As I was reading, I thought, “this is a different direction for Lord Dunsany.” It would have been if it wasn’t written by Algernon Blackwood.

In the story, a writer struggled with an excess of imagination. He decided to write about the modern human condition using a centaur as a symbol. Just then he was interrupted at the door by a strange visitor who seemed to grow and distort until the arrival of his boring brother brought him back to the mundane world.

Was that another it-was-only-a-dream ending?

Not exactly but dangerously close. Blackwood definitely knew how to write a satisfying ending but the challenge of a short narrative might have led him astray.

I was impressed by how Blackwood gave the impression that the visitor at the door was actually a centaur. He doesn’t explicitly transform but it’s the impression the artist had that he was growing and his reference to Chiron.

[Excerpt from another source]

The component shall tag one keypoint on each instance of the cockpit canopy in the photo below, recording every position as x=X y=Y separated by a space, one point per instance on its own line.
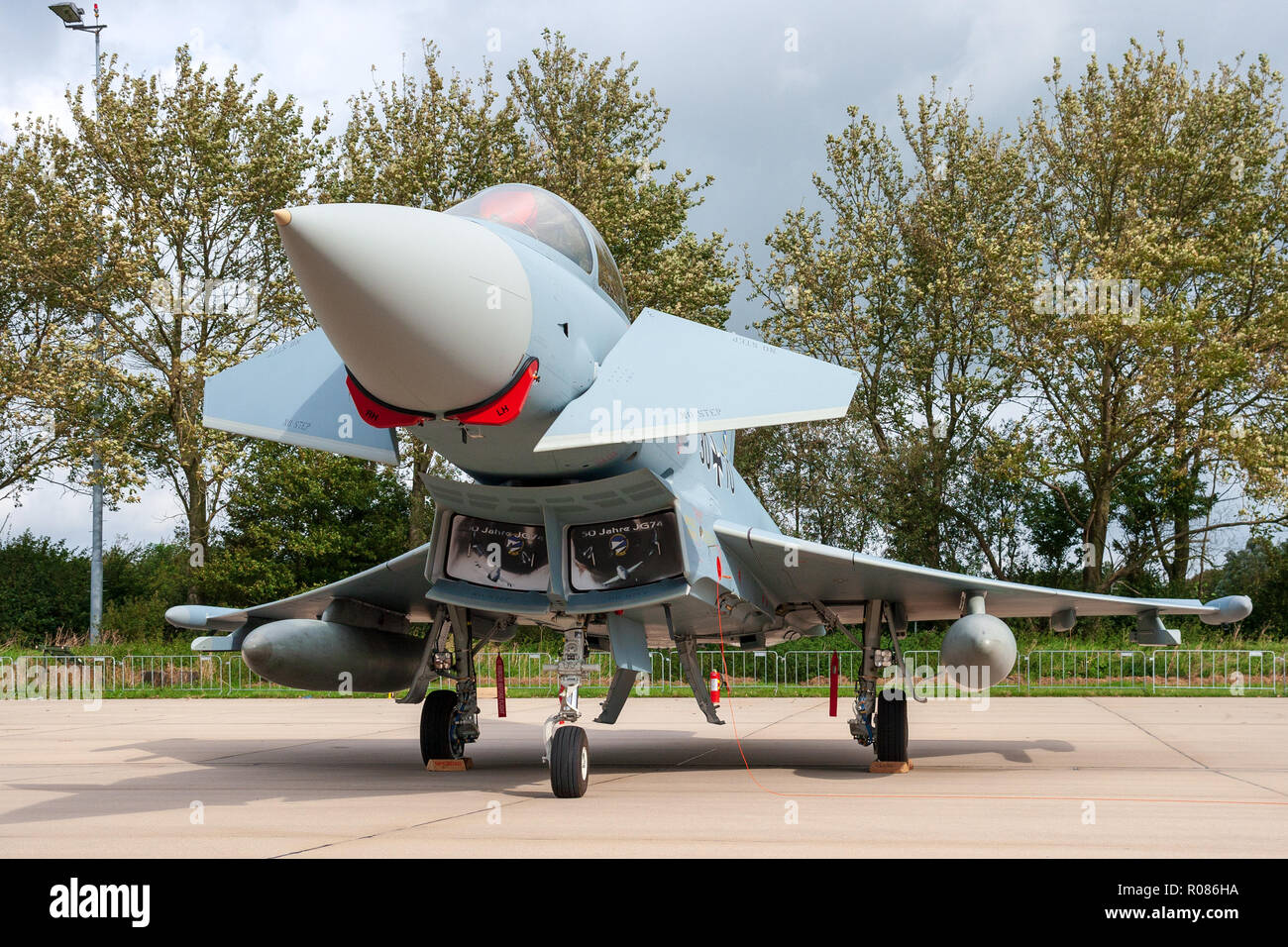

I’m not sure if readers today or in 1914 would have a greater name recognition of Chiron. He’s featured in modern fantasy, especially the Percy Jackson novels, and I rarely check Facebook without seeing someone posted that “centaur for disease control” meme.

Still Blackwood was secure with a single name-drop to assume his readers would get the reference. I don’t know if readers are dumber today but we treat them that way.

“Imagination” is a short, simple story that most likely won’t make anyone’s Top Blackwood list but won’t make the Worst list either. I wish the ending was different but for a ten-minute story, it’s solid.